Via Fast Company, Take Part features the innovative work of a design firm in Slovakia that hopes of inspiring others to come up with creative ways of addressing homelessness. The architects have taken advantage of the typical East European electrified two-sided billboard—known as a hoarding to much of the rest of the world, to create a nook, a shelter for the country's vagrant population with amenities.
The design firm has gifted its basic plan to the world, certain that others could improve upon these ideas for dignified quarters and adapt them to local conditions. Urban-centres in Germany as have these suspended boxes but also on ground level, squat columns for posting bills, and it always occurred to me that such opportunities abound.
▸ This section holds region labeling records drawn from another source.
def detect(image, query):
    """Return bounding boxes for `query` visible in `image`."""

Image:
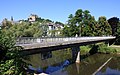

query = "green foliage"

[0,30,27,75]
[98,44,117,53]
[98,16,112,36]
[63,9,112,36]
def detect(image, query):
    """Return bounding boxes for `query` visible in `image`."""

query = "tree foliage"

[0,30,27,75]
[63,9,111,36]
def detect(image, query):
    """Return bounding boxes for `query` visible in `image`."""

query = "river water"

[24,49,120,75]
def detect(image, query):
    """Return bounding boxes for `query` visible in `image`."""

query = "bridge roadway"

[16,36,115,53]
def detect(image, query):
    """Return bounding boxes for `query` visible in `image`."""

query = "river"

[24,49,120,75]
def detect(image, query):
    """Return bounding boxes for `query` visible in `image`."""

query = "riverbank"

[109,45,120,54]
[80,43,120,55]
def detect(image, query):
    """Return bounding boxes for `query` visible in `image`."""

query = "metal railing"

[16,36,115,44]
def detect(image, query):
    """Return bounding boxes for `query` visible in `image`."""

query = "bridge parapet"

[16,36,115,44]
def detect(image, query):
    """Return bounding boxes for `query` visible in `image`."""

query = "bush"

[0,30,27,75]
[98,44,117,54]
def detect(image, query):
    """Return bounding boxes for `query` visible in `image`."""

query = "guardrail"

[16,36,115,44]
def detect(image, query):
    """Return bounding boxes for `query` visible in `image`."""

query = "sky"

[0,0,120,23]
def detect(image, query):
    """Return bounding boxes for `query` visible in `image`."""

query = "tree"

[0,30,27,75]
[108,17,119,36]
[98,16,112,36]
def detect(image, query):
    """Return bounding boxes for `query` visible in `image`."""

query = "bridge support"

[71,46,80,63]
[105,41,110,47]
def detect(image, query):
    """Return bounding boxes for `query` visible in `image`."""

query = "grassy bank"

[80,43,120,55]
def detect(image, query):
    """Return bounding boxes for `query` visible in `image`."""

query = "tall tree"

[108,17,119,36]
[98,16,112,36]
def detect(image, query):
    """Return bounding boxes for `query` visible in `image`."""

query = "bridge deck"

[17,37,115,50]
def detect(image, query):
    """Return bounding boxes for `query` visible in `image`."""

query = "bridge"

[16,36,115,62]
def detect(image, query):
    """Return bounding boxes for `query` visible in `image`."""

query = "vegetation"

[63,9,112,37]
[0,9,120,75]
[0,30,27,75]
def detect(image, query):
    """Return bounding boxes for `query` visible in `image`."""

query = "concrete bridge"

[16,36,115,62]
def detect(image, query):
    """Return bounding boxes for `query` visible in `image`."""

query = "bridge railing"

[16,36,115,44]
[16,37,80,44]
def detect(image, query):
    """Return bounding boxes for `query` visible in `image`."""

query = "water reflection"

[28,60,70,74]
[24,49,120,75]
[96,56,120,75]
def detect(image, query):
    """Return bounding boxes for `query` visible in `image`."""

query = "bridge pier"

[71,46,80,63]
[105,41,110,47]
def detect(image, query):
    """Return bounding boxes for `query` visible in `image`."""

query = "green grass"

[109,45,120,53]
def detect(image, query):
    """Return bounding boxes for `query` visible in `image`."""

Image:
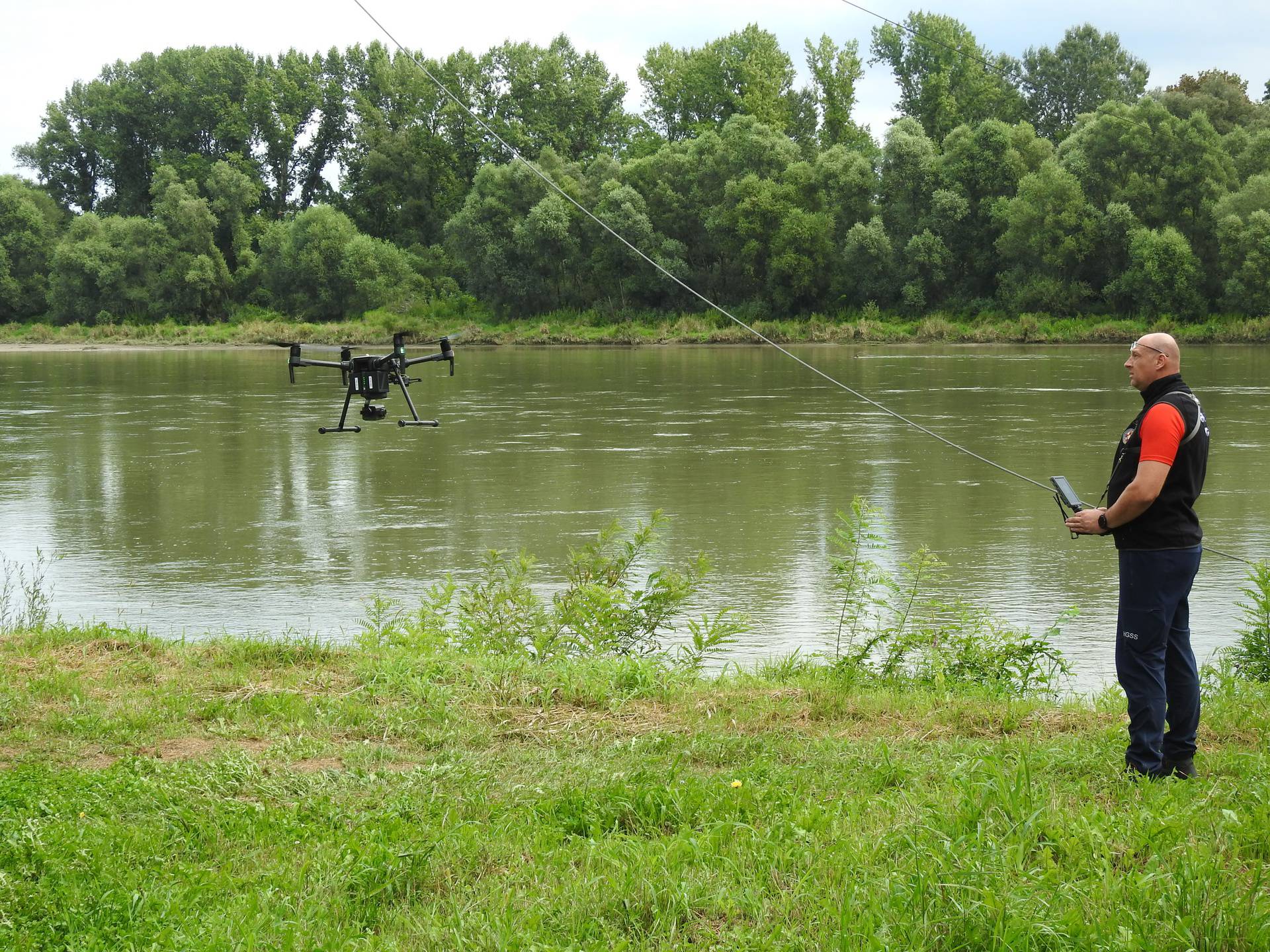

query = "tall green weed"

[362,512,745,670]
[829,496,1071,694]
[1230,561,1270,682]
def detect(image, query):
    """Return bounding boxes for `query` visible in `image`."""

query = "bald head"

[1124,331,1183,389]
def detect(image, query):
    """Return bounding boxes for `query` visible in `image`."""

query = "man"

[1067,334,1209,777]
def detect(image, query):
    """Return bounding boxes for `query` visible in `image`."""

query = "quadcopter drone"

[273,334,454,433]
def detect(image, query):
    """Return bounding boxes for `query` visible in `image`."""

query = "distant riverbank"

[0,305,1270,346]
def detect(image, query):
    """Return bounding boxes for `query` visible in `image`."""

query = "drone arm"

[405,350,454,367]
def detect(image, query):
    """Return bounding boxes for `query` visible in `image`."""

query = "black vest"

[1107,373,1209,548]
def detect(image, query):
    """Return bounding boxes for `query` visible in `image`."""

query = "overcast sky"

[0,0,1270,180]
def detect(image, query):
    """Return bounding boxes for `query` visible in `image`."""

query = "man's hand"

[1064,509,1106,536]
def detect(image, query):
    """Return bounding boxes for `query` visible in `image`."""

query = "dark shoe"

[1160,756,1199,781]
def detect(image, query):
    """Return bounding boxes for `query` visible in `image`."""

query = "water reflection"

[0,346,1270,684]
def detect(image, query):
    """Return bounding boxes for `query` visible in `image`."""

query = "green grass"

[0,626,1270,951]
[7,305,1270,345]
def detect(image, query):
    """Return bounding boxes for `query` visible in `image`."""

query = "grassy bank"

[0,626,1270,951]
[0,303,1270,345]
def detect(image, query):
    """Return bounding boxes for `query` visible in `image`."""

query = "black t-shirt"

[1107,373,1209,548]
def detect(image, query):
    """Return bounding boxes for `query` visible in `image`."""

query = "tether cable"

[353,0,1053,493]
[343,0,1246,561]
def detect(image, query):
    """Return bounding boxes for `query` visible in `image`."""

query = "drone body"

[278,334,454,433]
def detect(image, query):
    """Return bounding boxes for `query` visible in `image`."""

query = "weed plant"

[362,512,745,672]
[1230,561,1270,682]
[0,525,1270,952]
[829,496,1074,695]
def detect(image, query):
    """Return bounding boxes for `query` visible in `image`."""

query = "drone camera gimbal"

[278,333,454,433]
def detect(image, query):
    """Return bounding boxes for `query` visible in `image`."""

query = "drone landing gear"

[318,386,365,433]
[396,373,441,426]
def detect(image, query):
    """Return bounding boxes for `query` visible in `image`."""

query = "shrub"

[1230,561,1270,682]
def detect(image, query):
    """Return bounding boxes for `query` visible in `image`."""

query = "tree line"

[0,13,1270,323]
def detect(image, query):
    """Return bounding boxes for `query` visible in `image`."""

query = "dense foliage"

[0,13,1270,324]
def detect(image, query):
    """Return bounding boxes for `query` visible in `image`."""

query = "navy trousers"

[1115,546,1201,775]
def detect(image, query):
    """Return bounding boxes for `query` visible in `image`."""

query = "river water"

[0,345,1270,688]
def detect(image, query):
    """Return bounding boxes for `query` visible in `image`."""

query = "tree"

[639,23,794,142]
[835,216,898,305]
[203,161,261,272]
[880,116,939,246]
[995,160,1099,313]
[900,229,952,311]
[479,34,630,161]
[19,47,260,214]
[1058,98,1237,244]
[767,208,833,315]
[151,167,230,321]
[808,145,878,244]
[1020,23,1151,139]
[931,119,1053,302]
[339,43,480,245]
[870,11,1023,142]
[0,175,62,321]
[1213,173,1270,315]
[48,212,165,324]
[14,83,108,212]
[802,33,874,149]
[1158,70,1257,136]
[1107,227,1204,317]
[255,204,413,320]
[1216,208,1270,316]
[246,48,327,218]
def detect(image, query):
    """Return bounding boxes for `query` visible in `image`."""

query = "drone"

[272,333,454,433]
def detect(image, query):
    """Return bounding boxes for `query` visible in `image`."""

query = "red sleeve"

[1139,404,1186,466]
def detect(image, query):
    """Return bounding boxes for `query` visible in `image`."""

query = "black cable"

[343,0,1246,571]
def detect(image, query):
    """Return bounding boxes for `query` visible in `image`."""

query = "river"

[0,341,1270,688]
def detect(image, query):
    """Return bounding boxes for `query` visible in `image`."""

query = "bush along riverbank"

[0,298,1270,345]
[7,518,1270,951]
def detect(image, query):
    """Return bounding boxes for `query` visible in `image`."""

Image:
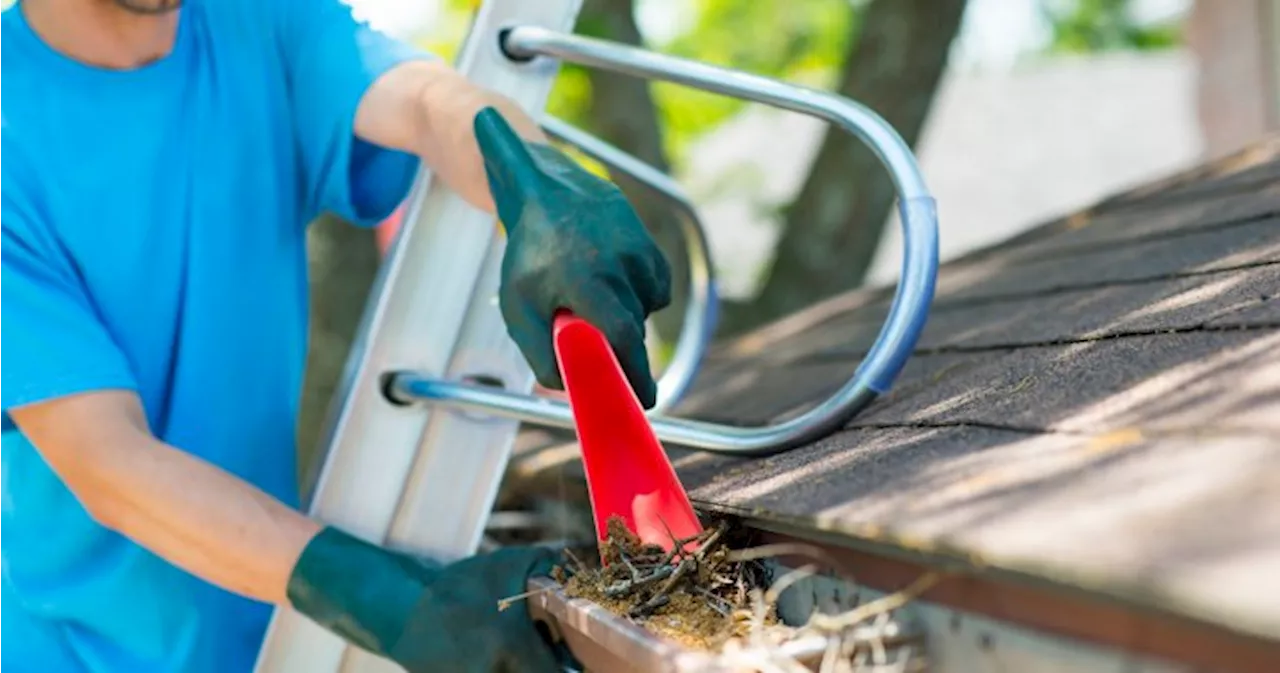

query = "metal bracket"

[388,26,938,455]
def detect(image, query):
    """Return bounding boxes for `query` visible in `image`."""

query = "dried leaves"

[557,518,772,649]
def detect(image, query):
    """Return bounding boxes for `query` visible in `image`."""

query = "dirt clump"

[554,517,776,650]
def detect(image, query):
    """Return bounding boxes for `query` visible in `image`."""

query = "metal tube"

[388,26,938,455]
[541,115,719,415]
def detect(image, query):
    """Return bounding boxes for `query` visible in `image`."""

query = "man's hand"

[289,528,561,673]
[356,63,671,408]
[475,107,671,408]
[9,390,559,673]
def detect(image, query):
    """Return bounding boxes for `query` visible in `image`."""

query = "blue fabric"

[0,0,429,673]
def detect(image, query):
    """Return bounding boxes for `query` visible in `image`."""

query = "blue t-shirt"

[0,0,429,673]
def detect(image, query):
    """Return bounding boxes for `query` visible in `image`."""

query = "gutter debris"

[524,519,938,673]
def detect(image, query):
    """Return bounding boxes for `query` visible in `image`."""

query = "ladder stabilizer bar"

[387,26,938,455]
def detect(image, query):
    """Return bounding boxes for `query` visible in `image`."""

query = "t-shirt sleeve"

[268,0,435,226]
[0,203,136,417]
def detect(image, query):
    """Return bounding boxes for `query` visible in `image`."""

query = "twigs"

[545,519,940,673]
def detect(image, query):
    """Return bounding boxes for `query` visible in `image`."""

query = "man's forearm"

[356,61,547,212]
[95,441,320,605]
[13,393,320,605]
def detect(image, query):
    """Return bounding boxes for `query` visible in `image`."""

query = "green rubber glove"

[288,527,562,673]
[475,107,671,408]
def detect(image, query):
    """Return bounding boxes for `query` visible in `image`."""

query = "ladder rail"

[541,115,719,416]
[387,26,938,455]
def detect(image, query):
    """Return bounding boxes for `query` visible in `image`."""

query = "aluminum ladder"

[255,0,937,673]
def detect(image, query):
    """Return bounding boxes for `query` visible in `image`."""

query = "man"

[0,0,669,673]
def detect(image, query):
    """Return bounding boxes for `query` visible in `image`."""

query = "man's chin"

[115,0,182,14]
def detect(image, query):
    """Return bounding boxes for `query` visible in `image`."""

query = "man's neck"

[18,0,178,70]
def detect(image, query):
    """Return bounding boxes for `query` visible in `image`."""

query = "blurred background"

[301,0,1280,465]
[10,0,1280,473]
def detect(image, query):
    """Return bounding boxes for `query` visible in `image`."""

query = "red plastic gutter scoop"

[554,312,703,560]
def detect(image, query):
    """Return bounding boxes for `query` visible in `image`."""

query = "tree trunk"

[298,215,380,496]
[577,0,689,343]
[722,0,965,334]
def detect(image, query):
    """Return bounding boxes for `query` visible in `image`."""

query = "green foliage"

[653,0,856,165]
[421,0,860,176]
[1041,0,1181,54]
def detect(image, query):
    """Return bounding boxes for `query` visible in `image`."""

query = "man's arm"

[355,60,548,212]
[9,390,320,605]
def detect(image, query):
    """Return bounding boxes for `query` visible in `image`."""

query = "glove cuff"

[287,527,436,656]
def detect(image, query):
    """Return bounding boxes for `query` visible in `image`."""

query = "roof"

[513,133,1280,655]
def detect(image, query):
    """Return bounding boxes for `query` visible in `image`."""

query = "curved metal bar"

[388,26,938,455]
[541,115,719,415]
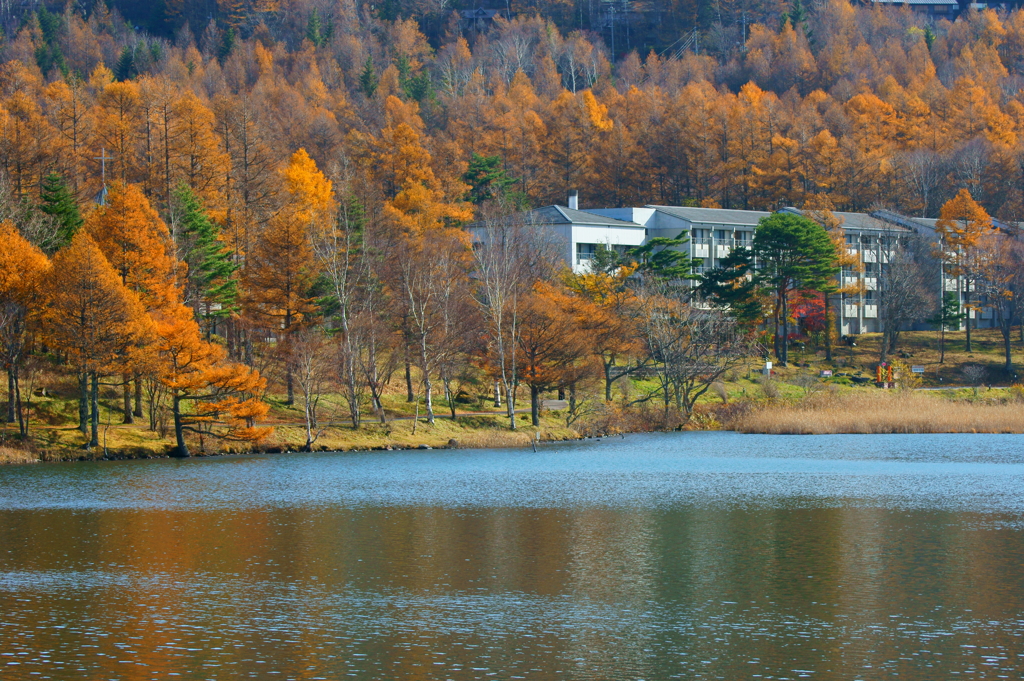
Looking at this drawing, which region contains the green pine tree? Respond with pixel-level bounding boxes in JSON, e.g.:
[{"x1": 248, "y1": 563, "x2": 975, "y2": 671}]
[
  {"x1": 927, "y1": 291, "x2": 967, "y2": 365},
  {"x1": 623, "y1": 232, "x2": 700, "y2": 281},
  {"x1": 114, "y1": 45, "x2": 137, "y2": 81},
  {"x1": 697, "y1": 247, "x2": 763, "y2": 329},
  {"x1": 217, "y1": 27, "x2": 239, "y2": 63},
  {"x1": 462, "y1": 152, "x2": 519, "y2": 205},
  {"x1": 39, "y1": 173, "x2": 83, "y2": 253},
  {"x1": 359, "y1": 56, "x2": 379, "y2": 97},
  {"x1": 172, "y1": 182, "x2": 239, "y2": 338},
  {"x1": 754, "y1": 213, "x2": 839, "y2": 367},
  {"x1": 306, "y1": 7, "x2": 327, "y2": 47}
]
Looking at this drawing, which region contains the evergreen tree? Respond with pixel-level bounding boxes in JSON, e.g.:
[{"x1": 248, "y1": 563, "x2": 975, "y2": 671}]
[
  {"x1": 217, "y1": 27, "x2": 239, "y2": 63},
  {"x1": 359, "y1": 56, "x2": 379, "y2": 97},
  {"x1": 114, "y1": 45, "x2": 136, "y2": 81},
  {"x1": 306, "y1": 7, "x2": 327, "y2": 47},
  {"x1": 927, "y1": 291, "x2": 967, "y2": 365},
  {"x1": 754, "y1": 213, "x2": 839, "y2": 366},
  {"x1": 697, "y1": 247, "x2": 764, "y2": 329},
  {"x1": 173, "y1": 182, "x2": 239, "y2": 338},
  {"x1": 624, "y1": 232, "x2": 700, "y2": 280},
  {"x1": 39, "y1": 173, "x2": 83, "y2": 253},
  {"x1": 462, "y1": 152, "x2": 519, "y2": 205}
]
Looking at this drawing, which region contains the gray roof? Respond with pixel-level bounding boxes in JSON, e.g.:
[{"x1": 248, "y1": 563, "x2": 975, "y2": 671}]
[
  {"x1": 871, "y1": 0, "x2": 959, "y2": 7},
  {"x1": 779, "y1": 208, "x2": 910, "y2": 231},
  {"x1": 466, "y1": 206, "x2": 643, "y2": 229},
  {"x1": 645, "y1": 204, "x2": 771, "y2": 226}
]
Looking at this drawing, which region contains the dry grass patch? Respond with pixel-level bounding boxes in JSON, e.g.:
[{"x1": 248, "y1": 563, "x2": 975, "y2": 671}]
[
  {"x1": 724, "y1": 391, "x2": 1024, "y2": 434},
  {"x1": 0, "y1": 446, "x2": 39, "y2": 465}
]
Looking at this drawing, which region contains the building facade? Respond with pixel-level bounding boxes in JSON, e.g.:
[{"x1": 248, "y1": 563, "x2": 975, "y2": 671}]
[{"x1": 469, "y1": 196, "x2": 994, "y2": 335}]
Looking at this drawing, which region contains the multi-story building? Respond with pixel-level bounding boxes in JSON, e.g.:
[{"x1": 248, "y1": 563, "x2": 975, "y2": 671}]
[{"x1": 469, "y1": 193, "x2": 992, "y2": 335}]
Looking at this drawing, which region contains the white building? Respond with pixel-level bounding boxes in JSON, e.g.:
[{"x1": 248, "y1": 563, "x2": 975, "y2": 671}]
[{"x1": 469, "y1": 193, "x2": 992, "y2": 335}]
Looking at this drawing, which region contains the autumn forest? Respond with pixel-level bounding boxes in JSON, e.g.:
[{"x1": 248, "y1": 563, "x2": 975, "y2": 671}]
[{"x1": 0, "y1": 0, "x2": 1024, "y2": 456}]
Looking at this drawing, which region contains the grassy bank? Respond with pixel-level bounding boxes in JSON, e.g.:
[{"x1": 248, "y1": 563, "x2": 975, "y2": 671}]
[{"x1": 723, "y1": 390, "x2": 1024, "y2": 434}]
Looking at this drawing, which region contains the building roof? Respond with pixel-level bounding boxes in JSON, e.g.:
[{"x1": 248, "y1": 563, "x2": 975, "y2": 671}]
[
  {"x1": 459, "y1": 7, "x2": 505, "y2": 19},
  {"x1": 645, "y1": 204, "x2": 771, "y2": 226},
  {"x1": 467, "y1": 206, "x2": 643, "y2": 229},
  {"x1": 871, "y1": 0, "x2": 959, "y2": 7},
  {"x1": 779, "y1": 208, "x2": 921, "y2": 231}
]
Elsewhere, spikes like those designed to keep pigeons from perching have been installed in entryways to prevent people from taking up temporary residence and out of sight. The really clever—though possibly ethically-questionable, having the homeless sponsored by big businesses, like some race-car or potentially a corporate zoo—part is that the costs are calculated to pay for themselves from advertising revenue. I really like this idea and it seems to be a good way to create a real transition, a boot-strap from vagrancy. There are far worse ways to try to get a foot up.